CMB: There are four distinct bodies of work going on there. Upstairs, there’s the clock piece and those bronzes. The clock piece is weird. There are two different polarities: optimism and pessimism, and industry and hobby.
AF: I loved the one with the small bell attached, ticking around and letting out a small ring as it falls. I didn’t realise you saw that as one installation.
CMB: Yes, it’s probably the biggest thing I’ll ever make! Each part of the work sits where it relates to those four subjects, these axes. I was thinking then about who gets to enjoy craft. How has craft been commodified? How do we use hand-made things in our day-to-day lives, and what’s the invisible labour behind that? No one’s building a machine to put glitter on decorative Christmas holly – it’s being made in a sweatshop by an exploited workforce. A lot more things have the presence of a human hand than we feel comfortable admitting.

Being an artist has subsumed everything else for me, but for most people, the way you make your living is not the great meaning in your life. That’s absolutely fine. That’s how you get through it – you do your drudging economic labour and find small moments. Your meaning is in what you do in between going to work, like the relationships you build and the things you do for no reason – building model train sets, or making jumpers, or reading books. But we’re in a weird situation where hobbies and leisure themselves are now encouraged to operate as a hustle. I crochet and knit a couple of hats each year, and people suggest that I sell them. I don’t think they realise that for me to make minimum wage, I’d have to sell them for more than I’d sell a sculpture. I mean, I’m not very fast at crochet, and I like expensive wool!

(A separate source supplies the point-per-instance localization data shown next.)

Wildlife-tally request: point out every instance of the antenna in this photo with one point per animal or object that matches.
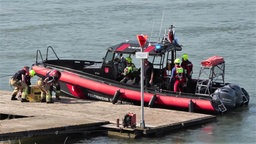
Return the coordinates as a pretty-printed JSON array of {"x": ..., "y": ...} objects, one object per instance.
[
  {"x": 151, "y": 34},
  {"x": 160, "y": 31}
]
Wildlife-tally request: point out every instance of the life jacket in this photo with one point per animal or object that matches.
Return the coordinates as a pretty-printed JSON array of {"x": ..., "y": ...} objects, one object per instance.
[
  {"x": 179, "y": 73},
  {"x": 129, "y": 69},
  {"x": 53, "y": 76},
  {"x": 170, "y": 36},
  {"x": 188, "y": 68},
  {"x": 18, "y": 75}
]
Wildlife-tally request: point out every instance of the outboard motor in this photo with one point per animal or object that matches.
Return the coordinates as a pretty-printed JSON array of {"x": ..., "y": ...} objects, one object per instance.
[
  {"x": 238, "y": 93},
  {"x": 227, "y": 96}
]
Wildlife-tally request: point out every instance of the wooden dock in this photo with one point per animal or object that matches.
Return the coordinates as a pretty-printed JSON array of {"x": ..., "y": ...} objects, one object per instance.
[{"x": 71, "y": 115}]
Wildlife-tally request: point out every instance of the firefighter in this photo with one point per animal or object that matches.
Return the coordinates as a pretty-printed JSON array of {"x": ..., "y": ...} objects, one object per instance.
[
  {"x": 187, "y": 66},
  {"x": 20, "y": 81},
  {"x": 46, "y": 85},
  {"x": 178, "y": 76}
]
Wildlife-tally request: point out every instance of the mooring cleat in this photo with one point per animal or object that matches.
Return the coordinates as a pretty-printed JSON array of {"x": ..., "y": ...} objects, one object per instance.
[{"x": 24, "y": 100}]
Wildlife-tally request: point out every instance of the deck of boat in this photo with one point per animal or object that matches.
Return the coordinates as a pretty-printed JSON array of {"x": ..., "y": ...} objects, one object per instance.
[{"x": 71, "y": 115}]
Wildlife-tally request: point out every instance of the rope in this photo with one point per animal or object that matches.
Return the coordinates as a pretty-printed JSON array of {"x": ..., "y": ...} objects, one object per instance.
[{"x": 5, "y": 76}]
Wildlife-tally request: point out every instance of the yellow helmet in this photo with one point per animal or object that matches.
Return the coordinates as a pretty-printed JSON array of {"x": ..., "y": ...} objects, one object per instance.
[
  {"x": 128, "y": 59},
  {"x": 32, "y": 73},
  {"x": 177, "y": 61},
  {"x": 185, "y": 57}
]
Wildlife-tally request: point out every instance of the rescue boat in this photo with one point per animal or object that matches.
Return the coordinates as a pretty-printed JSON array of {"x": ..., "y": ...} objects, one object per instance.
[{"x": 100, "y": 80}]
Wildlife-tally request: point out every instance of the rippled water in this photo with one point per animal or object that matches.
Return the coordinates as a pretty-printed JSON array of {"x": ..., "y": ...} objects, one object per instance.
[{"x": 83, "y": 29}]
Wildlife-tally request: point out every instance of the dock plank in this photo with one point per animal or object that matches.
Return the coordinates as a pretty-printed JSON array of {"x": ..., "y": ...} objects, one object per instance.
[{"x": 84, "y": 114}]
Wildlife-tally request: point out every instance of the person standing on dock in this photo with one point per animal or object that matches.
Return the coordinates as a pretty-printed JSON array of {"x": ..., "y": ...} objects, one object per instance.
[
  {"x": 21, "y": 81},
  {"x": 177, "y": 76},
  {"x": 46, "y": 85},
  {"x": 187, "y": 66}
]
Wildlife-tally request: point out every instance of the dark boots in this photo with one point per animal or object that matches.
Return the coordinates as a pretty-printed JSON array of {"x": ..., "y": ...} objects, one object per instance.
[{"x": 14, "y": 97}]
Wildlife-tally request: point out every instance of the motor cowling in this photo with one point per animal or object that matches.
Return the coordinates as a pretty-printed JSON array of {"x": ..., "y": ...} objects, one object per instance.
[
  {"x": 238, "y": 93},
  {"x": 129, "y": 120},
  {"x": 226, "y": 95}
]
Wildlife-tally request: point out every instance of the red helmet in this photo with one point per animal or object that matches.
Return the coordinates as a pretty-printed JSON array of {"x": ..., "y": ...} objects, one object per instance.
[{"x": 55, "y": 73}]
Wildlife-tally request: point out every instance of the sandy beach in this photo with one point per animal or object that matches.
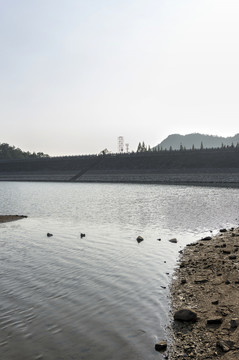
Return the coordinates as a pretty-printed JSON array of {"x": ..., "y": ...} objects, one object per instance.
[
  {"x": 7, "y": 218},
  {"x": 207, "y": 283}
]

AF: And those low, baby pink round tables downstairs? I like how the display feels non-categorical rather than indexical, like you might expect.
CMB: Those tablescapes are the amoebic state of the work. The objects there are ones that I understand just a bit, or sometimes not at all, and which require some sort of narrative synthesis; I know there’s something in them, but they need a more imaginative reading. I wanted to do something there that was reminiscent of how an object would exist in a home, where you just place it somewhere and let it gather dust. I wanted it to feel very casual, even though there is nothing casual about it.

Then the shelf piece is other people’s collections. I know those objects came from a person who collected and valued them for a reason, so they already interesting and mean so much. I don’t need to add anything – all I have to do is use my authority as a sculptor with far too many degrees to declare them as art.
AF: Are these both singular installations in your mind, or various sculptures that are part of a series?
CMB: This is a big question in my practice that I’m still trying to understand for myself: what actually is my work, and at what point does a constellation of small, individual sculptures become a single, bigger work? Maybe it can operate in both ways.